Cuentan aquella anécdota (aunque no es seguro que sea cierta) en la que iba Alejandro Magno paseando, se encontró a Diógenes metido en un tonel, y le dijo que le pidiera lo que quisiera, que se lo concedería. A lo que contestó: “apártate, que me quitas el sol”. U otra aquella en que le preguntaron por qué la gente daba limosna a los pobres y no a los filósofos, a lo que respondió: “Porque piensan que pueden llegar a ser pobres, pero nunca llegar a ser filósofos” Sus escritos eran sátiras en las que, con ironía, sarcasmo y burla, criticaban la corrupción de las costumbres y los vicios de la época, con una actitud irreverente, a la que llamaban “anaideia”.
Aquí tenéis, pues, un modesto ejercicio de sátira cínica sobre los tiempos que corren. Y si alguien se ha sentido ofendido, interpretad lo dicho en este sentido y sed indulgentes con este pobre y tonto orador.

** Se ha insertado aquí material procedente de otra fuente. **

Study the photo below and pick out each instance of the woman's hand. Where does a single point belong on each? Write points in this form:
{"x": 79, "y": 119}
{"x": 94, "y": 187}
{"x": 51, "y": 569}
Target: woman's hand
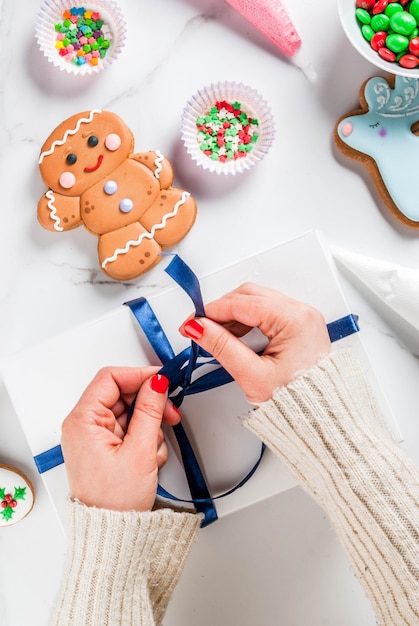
{"x": 109, "y": 465}
{"x": 296, "y": 333}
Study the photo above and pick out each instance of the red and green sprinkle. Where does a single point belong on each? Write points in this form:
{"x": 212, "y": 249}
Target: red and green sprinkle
{"x": 226, "y": 131}
{"x": 82, "y": 36}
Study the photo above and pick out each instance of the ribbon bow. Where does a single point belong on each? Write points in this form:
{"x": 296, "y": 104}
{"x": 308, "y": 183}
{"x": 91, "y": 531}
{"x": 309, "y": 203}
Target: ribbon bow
{"x": 179, "y": 370}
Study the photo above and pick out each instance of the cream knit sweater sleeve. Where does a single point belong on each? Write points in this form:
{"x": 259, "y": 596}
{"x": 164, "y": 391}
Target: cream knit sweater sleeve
{"x": 325, "y": 426}
{"x": 121, "y": 567}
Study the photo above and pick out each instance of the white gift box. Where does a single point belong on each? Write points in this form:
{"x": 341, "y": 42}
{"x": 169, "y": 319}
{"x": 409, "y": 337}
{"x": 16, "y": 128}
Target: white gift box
{"x": 55, "y": 373}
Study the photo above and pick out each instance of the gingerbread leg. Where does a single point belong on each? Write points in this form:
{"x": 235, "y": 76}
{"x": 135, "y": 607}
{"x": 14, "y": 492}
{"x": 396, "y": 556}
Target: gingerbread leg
{"x": 128, "y": 252}
{"x": 170, "y": 217}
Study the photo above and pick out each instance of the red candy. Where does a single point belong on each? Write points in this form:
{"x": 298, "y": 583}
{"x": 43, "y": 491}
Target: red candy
{"x": 409, "y": 61}
{"x": 378, "y": 40}
{"x": 365, "y": 4}
{"x": 380, "y": 6}
{"x": 387, "y": 54}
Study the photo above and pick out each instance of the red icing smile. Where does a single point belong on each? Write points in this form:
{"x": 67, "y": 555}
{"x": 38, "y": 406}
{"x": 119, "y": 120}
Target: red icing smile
{"x": 95, "y": 167}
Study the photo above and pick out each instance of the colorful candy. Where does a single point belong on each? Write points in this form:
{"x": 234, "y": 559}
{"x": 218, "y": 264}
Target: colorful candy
{"x": 226, "y": 131}
{"x": 391, "y": 28}
{"x": 82, "y": 36}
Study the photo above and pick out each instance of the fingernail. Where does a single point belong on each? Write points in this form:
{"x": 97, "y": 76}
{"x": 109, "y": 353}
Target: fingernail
{"x": 177, "y": 411}
{"x": 159, "y": 383}
{"x": 194, "y": 329}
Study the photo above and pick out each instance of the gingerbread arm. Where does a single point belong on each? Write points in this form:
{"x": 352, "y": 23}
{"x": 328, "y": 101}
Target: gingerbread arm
{"x": 57, "y": 212}
{"x": 158, "y": 164}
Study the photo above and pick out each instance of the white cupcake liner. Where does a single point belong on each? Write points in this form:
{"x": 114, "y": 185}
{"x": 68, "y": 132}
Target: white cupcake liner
{"x": 252, "y": 103}
{"x": 50, "y": 13}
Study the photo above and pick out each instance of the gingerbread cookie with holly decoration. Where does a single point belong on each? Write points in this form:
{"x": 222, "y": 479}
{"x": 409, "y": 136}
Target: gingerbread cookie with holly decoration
{"x": 16, "y": 495}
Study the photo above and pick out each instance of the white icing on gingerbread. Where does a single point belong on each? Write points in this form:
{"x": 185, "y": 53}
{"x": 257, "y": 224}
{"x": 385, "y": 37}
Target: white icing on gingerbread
{"x": 382, "y": 131}
{"x": 158, "y": 163}
{"x": 69, "y": 132}
{"x": 147, "y": 235}
{"x": 53, "y": 210}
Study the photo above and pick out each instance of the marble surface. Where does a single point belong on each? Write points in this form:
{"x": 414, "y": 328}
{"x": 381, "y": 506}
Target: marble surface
{"x": 276, "y": 562}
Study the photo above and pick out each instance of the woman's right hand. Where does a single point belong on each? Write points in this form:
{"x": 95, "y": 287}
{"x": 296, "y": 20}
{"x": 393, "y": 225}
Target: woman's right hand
{"x": 296, "y": 333}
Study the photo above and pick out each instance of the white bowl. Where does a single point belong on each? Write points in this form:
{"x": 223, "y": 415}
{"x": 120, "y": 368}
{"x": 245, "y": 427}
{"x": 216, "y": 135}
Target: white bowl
{"x": 346, "y": 9}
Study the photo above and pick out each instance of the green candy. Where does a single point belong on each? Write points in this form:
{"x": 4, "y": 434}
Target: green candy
{"x": 380, "y": 22}
{"x": 397, "y": 43}
{"x": 414, "y": 9}
{"x": 403, "y": 23}
{"x": 367, "y": 32}
{"x": 392, "y": 8}
{"x": 363, "y": 16}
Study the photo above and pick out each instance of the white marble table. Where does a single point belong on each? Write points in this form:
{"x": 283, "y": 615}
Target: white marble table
{"x": 276, "y": 562}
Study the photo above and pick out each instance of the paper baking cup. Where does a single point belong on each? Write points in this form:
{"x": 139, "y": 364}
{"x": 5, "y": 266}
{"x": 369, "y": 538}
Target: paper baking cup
{"x": 51, "y": 13}
{"x": 251, "y": 103}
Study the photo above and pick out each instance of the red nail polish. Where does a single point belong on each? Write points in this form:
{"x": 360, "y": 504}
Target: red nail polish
{"x": 194, "y": 329}
{"x": 159, "y": 383}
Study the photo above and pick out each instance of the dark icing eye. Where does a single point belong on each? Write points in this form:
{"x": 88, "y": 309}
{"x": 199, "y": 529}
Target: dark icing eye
{"x": 71, "y": 158}
{"x": 92, "y": 141}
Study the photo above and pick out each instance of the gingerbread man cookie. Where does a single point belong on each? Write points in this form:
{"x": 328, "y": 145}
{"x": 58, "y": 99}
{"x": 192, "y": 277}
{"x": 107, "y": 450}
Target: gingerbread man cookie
{"x": 383, "y": 136}
{"x": 125, "y": 199}
{"x": 16, "y": 495}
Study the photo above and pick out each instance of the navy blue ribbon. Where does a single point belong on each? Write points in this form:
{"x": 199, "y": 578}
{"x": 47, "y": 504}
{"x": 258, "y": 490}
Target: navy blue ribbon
{"x": 181, "y": 372}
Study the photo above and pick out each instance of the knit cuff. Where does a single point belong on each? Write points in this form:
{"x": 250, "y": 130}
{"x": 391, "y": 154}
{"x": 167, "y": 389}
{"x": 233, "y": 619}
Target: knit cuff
{"x": 121, "y": 567}
{"x": 326, "y": 427}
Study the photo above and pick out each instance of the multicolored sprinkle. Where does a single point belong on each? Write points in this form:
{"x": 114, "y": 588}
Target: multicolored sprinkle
{"x": 226, "y": 131}
{"x": 82, "y": 36}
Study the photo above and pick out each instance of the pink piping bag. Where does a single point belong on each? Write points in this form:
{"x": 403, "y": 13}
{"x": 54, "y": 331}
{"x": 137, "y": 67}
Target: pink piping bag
{"x": 271, "y": 19}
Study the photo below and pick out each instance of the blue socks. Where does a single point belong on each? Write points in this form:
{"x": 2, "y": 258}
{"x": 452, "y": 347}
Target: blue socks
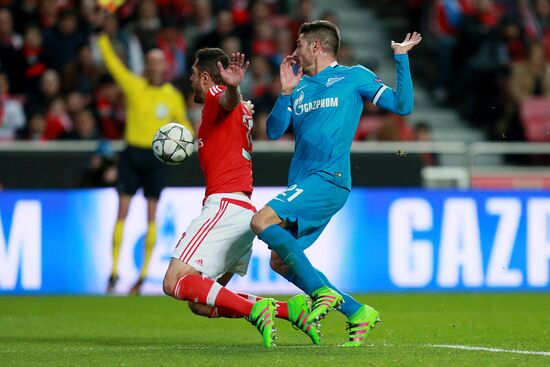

Pido disculpas a todos, incluido al señor Wert, aunque éste se defiende bastante bien con el cinismo.
Y quiero aclarar, para que no se me malinterprete, que en ningún momento dudé en aceptar el ofrecimiento para ser el padrino de la graduación; es para mí un gran honor estar aquí. El planteamiento inicial era sólo parte del tono del discurso.
Para terminar tres consejos, y ahora sí, de corazón:
 — como os pediría Aristóteles, perseguid la excelencia en todo lo que os propongáis.
 — como haría Epicuro, buscad el placer, en todos sus sentidos, pero siempre con moderación.
 — y, como se despedía San Felipe Neri en aquella entrañable serie de los 80: “Sed buenos... si podéis”.

Muchas gracias, y mucha suerte.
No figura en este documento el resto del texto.